The plane took me to San Diego. I managed to sneak a small bit of dope into the facility, and unbeknownst to me, it’d be the last time I got high. February 15, 2016. No one caught me, but I was apparently still delusional enough by the end of my stay that all parties agreed I needed much longer and intensive care. I was booked on another plane. This time to New Haven, Connecticut.
I was tired. None of my schemes had panned out, and I was getting further and further away from where I wanted to be. The best idea I could come up with was to just stick it out. I’d play along until they let me go. Then I’d be back off to the races.
So, I sat in on their meetings, and they all talked of God. I had tried that one before. The alcoholics in these church basements were no different than the Mormons in their red-bricked, steepled buildings. It didn’t work for me then why would it work for me now? In fact, I was still so delusional early on in sobriety, that there were times I believed I was God. How was that going to work?
Then someone introduced me to one of these alcoholics.
His name was Matt…which is my name. He had just started a doctorate in Physics, which was exactly what I had wanted to do. He was an atheist. Was I being punked? Here was someone I could see myself becoming, someone I respected, and they didn’t even drink! This brief flash of clarity may have been quickly supplanted by my selfish and delusional thoughts. But the seed had been planted.
As the days went on, it became more and more clear that I couldn’t trust myself. I was the reason I was here. If I did get out, it stood to reason, I’d do something stupid enough to get myself brough right back in again…or worse. So, I put my faith in others. I started doing things I never would have done previously. I went to meetings. I raised my hand. I made coffee. I set up chairs. I talked to three sober alcoholics a day. I even prayed to a God I didn’t believe in because my sponsor who prayed to a God he didn’t believe in told me to. In short, I relinquished control.
Almost frustratingly, things started to work. My values changed. Why the hell am I so excited that I got a job at Dunkin’ Donuts? What great person ever worked at a coffee shop? My ego was shattered, but it allowed space for selflessness to grow. I didn’t believe in God, but I came to believe in others. Alcoholics, addicts, friends, family, everyone; they gave me the tools I couldn’t give to myself. I developed the faith that I’d be ok if I allowed myself to be helped and supported by others.
But what was even more beautiful was when I learned that I could be the help and support someone else might need. I chaired meetings, spoke at them, secretaried for them, drove people to and from them. Sometimes I did all four in one night. I’ve driven to a Popeyes parking lot in the middle of the night to talk an addict off the ledge of relapse.
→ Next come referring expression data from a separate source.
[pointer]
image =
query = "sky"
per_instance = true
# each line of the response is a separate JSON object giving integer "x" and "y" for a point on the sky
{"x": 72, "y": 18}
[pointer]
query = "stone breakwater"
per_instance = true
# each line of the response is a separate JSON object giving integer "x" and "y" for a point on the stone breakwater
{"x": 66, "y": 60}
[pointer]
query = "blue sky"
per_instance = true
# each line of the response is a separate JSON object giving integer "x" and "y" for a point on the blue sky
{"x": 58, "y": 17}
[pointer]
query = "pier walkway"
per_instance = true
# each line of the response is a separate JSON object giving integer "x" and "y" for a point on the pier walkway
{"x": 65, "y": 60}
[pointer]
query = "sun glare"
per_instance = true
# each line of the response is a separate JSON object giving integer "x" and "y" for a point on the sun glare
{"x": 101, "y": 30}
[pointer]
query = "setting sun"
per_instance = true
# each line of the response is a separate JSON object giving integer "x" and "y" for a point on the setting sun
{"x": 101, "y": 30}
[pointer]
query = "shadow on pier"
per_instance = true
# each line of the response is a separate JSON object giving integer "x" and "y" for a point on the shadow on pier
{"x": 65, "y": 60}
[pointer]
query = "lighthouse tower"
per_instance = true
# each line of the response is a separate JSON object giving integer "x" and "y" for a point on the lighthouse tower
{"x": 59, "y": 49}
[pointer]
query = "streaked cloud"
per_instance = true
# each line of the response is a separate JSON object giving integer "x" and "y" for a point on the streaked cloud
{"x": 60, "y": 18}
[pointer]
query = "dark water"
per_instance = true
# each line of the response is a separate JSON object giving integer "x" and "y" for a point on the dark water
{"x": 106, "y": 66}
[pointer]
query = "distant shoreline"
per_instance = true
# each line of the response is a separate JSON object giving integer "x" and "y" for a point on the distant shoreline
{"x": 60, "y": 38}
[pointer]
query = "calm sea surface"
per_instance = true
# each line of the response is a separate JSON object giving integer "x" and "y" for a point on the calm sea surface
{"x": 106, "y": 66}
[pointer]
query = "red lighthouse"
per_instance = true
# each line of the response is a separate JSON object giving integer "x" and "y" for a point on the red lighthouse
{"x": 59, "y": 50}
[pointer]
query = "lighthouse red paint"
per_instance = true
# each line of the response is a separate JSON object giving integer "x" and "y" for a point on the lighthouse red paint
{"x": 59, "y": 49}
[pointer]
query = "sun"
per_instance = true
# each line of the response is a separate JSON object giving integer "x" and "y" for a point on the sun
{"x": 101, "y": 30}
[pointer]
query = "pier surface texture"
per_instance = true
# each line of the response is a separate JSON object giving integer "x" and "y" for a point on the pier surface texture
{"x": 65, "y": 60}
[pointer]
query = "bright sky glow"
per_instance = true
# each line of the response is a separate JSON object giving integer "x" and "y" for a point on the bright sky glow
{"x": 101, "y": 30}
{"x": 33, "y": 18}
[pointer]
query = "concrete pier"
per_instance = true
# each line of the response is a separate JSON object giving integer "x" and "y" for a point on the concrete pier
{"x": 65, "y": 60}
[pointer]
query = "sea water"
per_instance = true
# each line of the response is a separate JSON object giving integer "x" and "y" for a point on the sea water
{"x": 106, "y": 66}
My sponsor got me a job after the dozens I had applied to turned me down. To love and to be loved. Together, these two pillars formed the foundation of my sobriety.
Today, I’m not a Physicist with a PhD. I’m not a best-selling author. I’m not the King of Macedon. But I am sober. If I wasn’t, I wouldn't have met my wife, I wouldn't have found a home, I wouldn’t have gotten my dream job, or made the friends that I have. I wouldn’t have learned how to be okay with not being.